Digital resources are part of the solution. A new tool, accessible via myKiwiWealth, takes customers’ personalised financial information and helps them to work out how much they’ll need for their retirement nest egg, and then makes a plan to get there. It makes saving for retirement – something decades away for many customers – feel both immediate and accessible.

“We can help to show you where you’re at, and help you to work out where you want to go, and then really show you, and partner with you, on your path to get there.

“Hopefully we can help people break it down into smaller, simpler decisions, so that we can make it a lot more interesting and really get people going.”

Rhiannon McKinnon, Acting Chief Executive at Kiwi Wealth, New Zealand. 14 April 2021 Photograph by Greg Bowker

She also hopes to help engage those who have to work harder to make savings. Contractors and those taking time off work as primary caregivers often struggle to make contributions to their KiwiSaver, she says. Freelancers don’t benefit from automatic enrolment like employees, and many people will stop paying into it when they’re not working. 

“It is easier to get to the people who are in corporate jobs,” says McKinnon. “If you’re at home or a freelancer it’s harder to reach you. You can’t force people to start but if you can make it appealing and easy to start, that’s a good first step.”

McKinnon herself has spent the equivalent of three years out of the workforce while having children. She finds it frustrating when she compares her KiwiSaver balance with her husband’s and sees the effect that time off has had on her retirement savings.  

“It does penalise people who take time out of the workforce for caregiving. I’m not sure what the way to fix that is. But I do think things are improving: you’ll now see companies paying into KiwiSaver while you’re away, on your behalf.”

Continuing to invest into your KiwiSaver scheme while you’re out of the workforce is also “hugely valuable”, she says. When she went part-time McKinnon upped her contributions by 8%. But she’s the first to point out that not everyone can afford to do this. 

“I’m very aware of that. If you can just manage to stay in the scheme, rather than take the suspension, then I think you’ve done really well. It’s a great start, and an important way to save for your retirement. Then, if you have the capacity at a later date to increase the contribution rate, that’s worthwhile too.”

“Money makes money. And the money that money makes, makes money” (Image: Getty Images)

It’s been four months since McKinnon took on the CEO role. Earlier this month, in probably the most significant moment of her brief time in charge, Kiwi Wealth retained its status as one of six KiwiSaver default providers, a vital way for providers like Kiwi to access new customers.
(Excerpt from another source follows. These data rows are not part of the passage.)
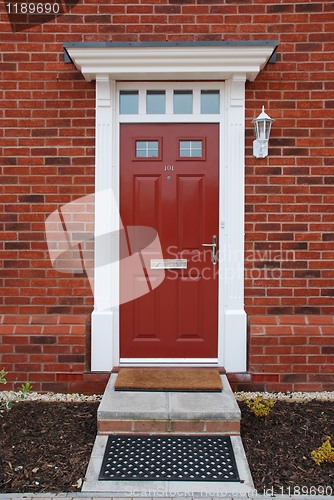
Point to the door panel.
(175, 191)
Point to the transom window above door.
(180, 99)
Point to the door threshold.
(193, 362)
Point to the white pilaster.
(235, 339)
(105, 351)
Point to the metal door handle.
(214, 249)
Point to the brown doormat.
(168, 379)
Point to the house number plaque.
(169, 263)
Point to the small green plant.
(260, 407)
(325, 452)
(25, 388)
(4, 404)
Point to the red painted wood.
(180, 317)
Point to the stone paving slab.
(168, 405)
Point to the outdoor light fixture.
(262, 126)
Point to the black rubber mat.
(169, 458)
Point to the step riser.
(112, 426)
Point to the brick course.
(289, 353)
(47, 160)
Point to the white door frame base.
(231, 64)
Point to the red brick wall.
(47, 145)
(289, 353)
(49, 351)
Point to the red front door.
(169, 181)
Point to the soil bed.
(45, 446)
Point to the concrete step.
(168, 412)
(125, 412)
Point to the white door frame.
(231, 65)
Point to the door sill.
(169, 361)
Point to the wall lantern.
(262, 126)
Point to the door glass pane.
(147, 149)
(155, 102)
(210, 102)
(128, 102)
(183, 102)
(190, 148)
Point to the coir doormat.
(168, 379)
(169, 458)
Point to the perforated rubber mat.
(169, 458)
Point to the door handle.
(214, 249)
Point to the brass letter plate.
(169, 263)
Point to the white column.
(235, 344)
(105, 350)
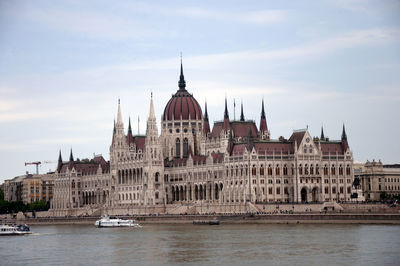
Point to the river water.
(241, 244)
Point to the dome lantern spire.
(182, 82)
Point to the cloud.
(99, 24)
(257, 17)
(89, 23)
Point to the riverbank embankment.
(309, 218)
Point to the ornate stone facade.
(233, 163)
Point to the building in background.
(38, 188)
(29, 188)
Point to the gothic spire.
(263, 120)
(59, 165)
(151, 115)
(322, 133)
(262, 109)
(206, 125)
(241, 112)
(344, 135)
(226, 114)
(71, 157)
(205, 113)
(182, 82)
(129, 126)
(119, 117)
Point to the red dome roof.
(182, 104)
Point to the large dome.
(182, 104)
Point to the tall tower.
(154, 167)
(264, 132)
(118, 151)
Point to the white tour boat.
(107, 221)
(9, 230)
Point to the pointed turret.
(230, 143)
(226, 117)
(226, 114)
(119, 115)
(322, 134)
(345, 144)
(250, 141)
(263, 123)
(206, 124)
(129, 137)
(129, 126)
(151, 142)
(151, 129)
(71, 160)
(119, 126)
(151, 114)
(182, 82)
(71, 156)
(241, 113)
(59, 165)
(344, 135)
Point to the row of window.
(307, 170)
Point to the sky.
(65, 64)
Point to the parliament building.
(233, 163)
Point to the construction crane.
(37, 164)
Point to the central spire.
(182, 82)
(241, 113)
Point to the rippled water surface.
(242, 244)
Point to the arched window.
(178, 148)
(326, 169)
(348, 170)
(269, 170)
(185, 148)
(340, 170)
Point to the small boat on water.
(107, 221)
(10, 230)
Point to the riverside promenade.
(353, 213)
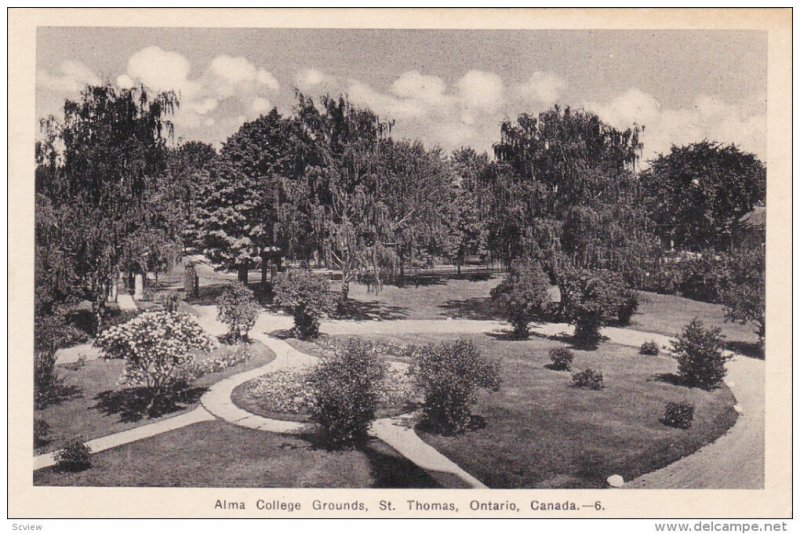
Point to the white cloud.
(742, 123)
(235, 81)
(228, 75)
(70, 77)
(416, 86)
(481, 90)
(160, 70)
(541, 87)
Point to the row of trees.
(329, 184)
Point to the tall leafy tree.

The announcement also came with changes. When you first set up a KiwiSaver, your money is automatically allocated to a provider’s default fund. Previously this was always a conservative fund – less risk, less reward. But from December 2021 KiwiSaver and the other five default providers will now offer a balanced fund as the default option for new customers.

McKinnon wants this initial engagement with new savers to represent an active relationship between Kiwi Wealth, its customers and their money. She wants to create a connection with New Zealanders and their money that helps them understand how they need to save to get the security they want for their future. She wants to work to help those with less job security to continue to prioritise saving. And that’s about prioritising people, understanding what their lives look like and what wealth means to them.

“It’s more about how you deal with people in a way that motivates them, and how to get the best out of others, and bring in their views. My entire career is about learning how to get along with people better, and that’s what life is about. You’re just constantly learning, you can’t really segregate the two.”